うつむきがちな彼女はいま、まっすぐに目を向けて〈救い〉を歌う。京都の次代を担う3人組が珠玉の10曲を収めたニュー・アルバム 『Eye』に映した自身とは……

京都の音楽を引っ張っていきたい

 京都発のスリーピース、Hakubi。ヴォーカリストである片桐の心をえぐりながら発しているかのような歌声と、激しいバンド・サウンドでロック・リスナーを魅了してきた。昨年には同郷の先輩、10-FEETのコラボ・アルバム『10-feat』に参加。古くは村八分から最近ではHomecomingsにいたるまで、多くの個性的なアーティストを輩出してきた京都音楽シーンの新たな才能としても注目を集めている。

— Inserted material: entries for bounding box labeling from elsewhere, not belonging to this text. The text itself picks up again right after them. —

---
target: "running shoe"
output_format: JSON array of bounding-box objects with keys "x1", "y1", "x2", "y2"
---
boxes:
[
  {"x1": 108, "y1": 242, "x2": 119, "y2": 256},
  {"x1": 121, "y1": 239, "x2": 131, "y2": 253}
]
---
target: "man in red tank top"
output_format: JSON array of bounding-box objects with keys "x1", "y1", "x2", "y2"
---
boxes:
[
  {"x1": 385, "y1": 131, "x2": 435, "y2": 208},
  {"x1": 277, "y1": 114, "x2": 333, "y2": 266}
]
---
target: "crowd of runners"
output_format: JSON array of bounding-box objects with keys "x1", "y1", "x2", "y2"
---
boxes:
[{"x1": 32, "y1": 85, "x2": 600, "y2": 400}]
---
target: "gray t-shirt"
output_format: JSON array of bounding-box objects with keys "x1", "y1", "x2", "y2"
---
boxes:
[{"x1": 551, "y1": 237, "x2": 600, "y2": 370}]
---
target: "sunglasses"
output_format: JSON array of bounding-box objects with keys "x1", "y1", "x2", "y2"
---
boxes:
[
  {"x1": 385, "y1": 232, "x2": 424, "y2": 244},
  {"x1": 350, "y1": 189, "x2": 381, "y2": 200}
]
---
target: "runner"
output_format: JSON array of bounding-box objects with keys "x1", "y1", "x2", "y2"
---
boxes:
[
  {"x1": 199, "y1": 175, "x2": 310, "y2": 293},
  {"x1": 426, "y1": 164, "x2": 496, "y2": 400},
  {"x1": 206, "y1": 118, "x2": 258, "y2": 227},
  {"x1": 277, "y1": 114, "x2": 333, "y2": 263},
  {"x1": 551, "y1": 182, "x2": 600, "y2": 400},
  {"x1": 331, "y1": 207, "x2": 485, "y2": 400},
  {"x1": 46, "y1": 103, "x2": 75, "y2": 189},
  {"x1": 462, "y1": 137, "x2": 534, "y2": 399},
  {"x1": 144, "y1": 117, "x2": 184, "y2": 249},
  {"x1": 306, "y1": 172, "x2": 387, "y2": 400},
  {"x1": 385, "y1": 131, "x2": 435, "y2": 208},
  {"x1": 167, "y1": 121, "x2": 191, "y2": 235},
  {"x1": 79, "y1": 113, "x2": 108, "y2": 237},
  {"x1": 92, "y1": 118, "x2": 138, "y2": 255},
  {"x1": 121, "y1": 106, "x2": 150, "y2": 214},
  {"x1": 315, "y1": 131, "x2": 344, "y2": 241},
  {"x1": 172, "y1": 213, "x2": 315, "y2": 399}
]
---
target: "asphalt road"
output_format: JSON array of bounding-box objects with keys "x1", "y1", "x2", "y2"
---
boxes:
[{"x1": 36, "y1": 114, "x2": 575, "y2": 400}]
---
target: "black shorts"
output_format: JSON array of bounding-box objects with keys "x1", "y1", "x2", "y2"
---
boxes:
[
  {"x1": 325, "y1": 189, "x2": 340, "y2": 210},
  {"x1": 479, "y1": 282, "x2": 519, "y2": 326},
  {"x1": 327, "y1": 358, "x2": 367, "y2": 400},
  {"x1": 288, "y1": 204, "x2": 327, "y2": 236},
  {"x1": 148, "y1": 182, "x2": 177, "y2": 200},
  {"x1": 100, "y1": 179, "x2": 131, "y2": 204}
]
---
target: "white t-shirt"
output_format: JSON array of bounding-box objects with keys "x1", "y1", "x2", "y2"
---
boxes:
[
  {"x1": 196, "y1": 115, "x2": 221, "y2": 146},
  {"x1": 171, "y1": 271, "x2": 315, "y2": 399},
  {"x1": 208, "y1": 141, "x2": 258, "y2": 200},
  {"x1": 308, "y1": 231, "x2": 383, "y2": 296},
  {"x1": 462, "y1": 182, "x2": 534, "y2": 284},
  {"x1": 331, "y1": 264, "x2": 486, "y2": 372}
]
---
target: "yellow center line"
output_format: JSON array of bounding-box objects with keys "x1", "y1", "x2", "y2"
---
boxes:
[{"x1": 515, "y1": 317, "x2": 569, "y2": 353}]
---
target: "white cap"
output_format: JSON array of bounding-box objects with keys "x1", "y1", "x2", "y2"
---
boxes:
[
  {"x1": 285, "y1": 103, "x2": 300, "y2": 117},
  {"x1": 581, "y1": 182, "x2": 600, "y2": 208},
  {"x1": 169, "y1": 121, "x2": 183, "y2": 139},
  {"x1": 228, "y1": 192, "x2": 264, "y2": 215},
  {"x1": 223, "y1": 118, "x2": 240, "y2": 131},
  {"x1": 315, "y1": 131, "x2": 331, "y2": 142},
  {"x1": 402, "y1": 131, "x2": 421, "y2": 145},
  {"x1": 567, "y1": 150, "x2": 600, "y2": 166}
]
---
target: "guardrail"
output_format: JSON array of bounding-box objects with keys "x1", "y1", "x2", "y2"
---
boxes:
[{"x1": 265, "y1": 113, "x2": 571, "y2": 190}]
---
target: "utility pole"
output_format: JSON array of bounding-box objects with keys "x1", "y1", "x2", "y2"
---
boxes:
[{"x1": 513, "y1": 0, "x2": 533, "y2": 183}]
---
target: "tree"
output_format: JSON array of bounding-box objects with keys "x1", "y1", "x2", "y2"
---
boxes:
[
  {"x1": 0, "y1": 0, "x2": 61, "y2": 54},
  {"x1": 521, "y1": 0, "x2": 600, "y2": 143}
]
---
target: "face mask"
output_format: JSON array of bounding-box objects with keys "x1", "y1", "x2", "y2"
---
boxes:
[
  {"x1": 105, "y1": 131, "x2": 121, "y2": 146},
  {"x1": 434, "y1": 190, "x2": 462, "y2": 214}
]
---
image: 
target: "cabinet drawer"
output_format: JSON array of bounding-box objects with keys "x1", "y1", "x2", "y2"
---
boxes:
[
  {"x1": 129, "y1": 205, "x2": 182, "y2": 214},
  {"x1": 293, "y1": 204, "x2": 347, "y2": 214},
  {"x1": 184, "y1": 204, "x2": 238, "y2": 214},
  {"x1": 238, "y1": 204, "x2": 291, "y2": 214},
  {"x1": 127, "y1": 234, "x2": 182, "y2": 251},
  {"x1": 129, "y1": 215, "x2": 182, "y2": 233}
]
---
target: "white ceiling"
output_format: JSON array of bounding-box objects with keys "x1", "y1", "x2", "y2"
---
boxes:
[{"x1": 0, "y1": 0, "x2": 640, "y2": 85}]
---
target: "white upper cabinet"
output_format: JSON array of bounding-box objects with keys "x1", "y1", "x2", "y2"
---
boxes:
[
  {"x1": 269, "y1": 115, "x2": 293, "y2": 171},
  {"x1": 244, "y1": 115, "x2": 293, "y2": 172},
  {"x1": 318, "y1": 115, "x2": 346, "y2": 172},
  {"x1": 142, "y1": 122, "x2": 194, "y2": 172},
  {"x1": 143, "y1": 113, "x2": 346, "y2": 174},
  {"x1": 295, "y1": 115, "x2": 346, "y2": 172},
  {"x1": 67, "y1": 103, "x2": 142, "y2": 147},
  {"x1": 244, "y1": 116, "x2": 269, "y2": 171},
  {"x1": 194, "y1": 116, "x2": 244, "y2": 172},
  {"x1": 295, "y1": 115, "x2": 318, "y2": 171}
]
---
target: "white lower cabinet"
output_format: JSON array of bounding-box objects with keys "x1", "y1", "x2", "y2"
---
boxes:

 「自分たちの音楽を京都っぽいと思ったことはないんですけど、活動初期から現在までマネジメントを担当してくれているライヴハウスのKYOTO MUSEには恩を感じていますし、そこから出てきたバンドとして有名になりたい。自主企画〈京都藝劇〉も京都で開催していますし、10-FEETだったら〈京都大作戦〉、ROTTENGRAFFTYなら〈ポルノ超特急〉、くるりなら〈京都音楽博覧会〉――主催イヴェントをやりながら京都を引っ張っている先輩方のあとに続くバンドにはなりたいです」(片桐、ヴォーカル/ギター)。

 結成は2017年。大学の同じ音楽サークルに所属していた片桐とドラマーのマツイユウキに、地元のライヴハウス・シーンで繋がっていたベーシストのヤスカワアルを加える形でHakubiはスタートした。

 「3人が共通して好きだったのはIvy to Fraudulent Game。My Hair is BadやHump BackなどTHE NINTH APOLLO系のバンドもよく聴いていました」(マツイユウキ、ドラムス)。

 「その頃、僕自身はメタルコアにハマっていて」(ヤスカワアル、ベース)。

 「私は〈鬱ロック〉と呼ばれているようなバンドを聴いて育ったんです(笑)。CIVILIAN、Syrup16g、THE NOVEMBERSとか一人で聴くのが似合う、重たい音楽ばっかりを好きで」(片桐)。

 それらのルーツを混ぜ合わせたヘヴィーでエモーショナルなロックを鳴らしてきた彼女たちにとって、転機となった楽曲は2017年に発表した“夢の続き”。公開から1年を経たずにMVの再生回数が100万回を超えたこの曲が、バンドの名を世に知らしめた。

「“夢の続き”がブレイクしているタイミングでKYOTO MUSEが全国20~30か所を回るツアーを組んでくれたんです。そこで〈ライヴを大事にする〉というこのバンドの基盤が出来上がったと思う」(マツイ)。

「私は最初、“夢の続き”をあまり好きじゃなかったんです。劣等感やイヤなところを隠さずに歌った曲なので、自分では肯定しづらくて。青臭いなとも思ったし。でも、みんながそれを好きになってくれたということは、私と似たようなことを感じてくれていたのかなって、いまでは思います。ライヴで演奏するときも、作ったときの初期衝動を思い出すように歌っていて」(片桐)。

 その後は順調にステップアップを重ね、2021年には「バンドのこれまでの歩みとこれからの可能性を収められた」(片桐)というファースト・フル・アルバム『era』をリリース。同作の発表後にレーベルを現在のポニーキャニオンに移籍し、2022年は配信シングルを積極的に発表した。そうしたリード楽曲を含む全10曲を収録したのが、このたびリリースされる2作目『Eye』というわけだ。

 「アルバム全体を貫くコンセプトは特に設けませんでした。いまどき青写真にこだわりながらアルバムを制作できることとかあるんかな、と思うし」(ヤスカワ)。

 「ただ〈全曲シングルで出せるものにしたい〉という気持ちはありました」(片桐)。